IQTest.com claims that 5.42 million people have taken their online IQ test, which sends a small shudder through my spine.
"Previously offered only to corporations, schools, and in certified professional applications," they declare, "it is now available to you." Later, they quietly acknowledge that their test is "not intended for professional use [but rather] for personal entertainment purposes."
Far
be it from me to tell people how to entertain themselves; if anyone is taking
this test as an alternative to online porn or fart jokes, I guess I can't
complain.
But
presumably some of these 5.42 million people are taking the test to see how
smart they are, to know what their potential is. And at that point the
entertainment goes from comedy to tragedy. For starters, the IQtest.com is not
even a gross simplification of the Stanford-Binet Intelligene Scales. It tests
just a few logical thinking skills in the narrowest possible way.
More
importantly, even authentic IQ tests do not reveal any sort of innate
intelligence (as discussed in my IQ
FAQ). They cannot reveal your true potential. They only reveal the current
state of your academic skills, in comparison to others of the same age. That's
not an insignificant thing, but it is very far indeed from the portrayal of IQ
as a revelation of one's inner-smarts.
Some
people are actually plunking down cash to get the full report from IQTest.com.

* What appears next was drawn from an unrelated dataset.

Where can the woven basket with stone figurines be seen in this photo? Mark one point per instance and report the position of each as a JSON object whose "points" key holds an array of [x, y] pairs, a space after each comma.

That, to me is like a bad Jeff Foxworthy joke. You know your IQ ain't that
high if you're paying money for an online IQ test.
At least porn is honest. These tests are furtively exploiting and perpetuating a person's anxieties -- for cash. In fact, anyone taking online IQ test seriously is getting caught up in the century-long but now-disproven "entity" theory of intelligence. We now understand that intelligence is not a *thing* one has a certain amount of, but a process of acquiring skills.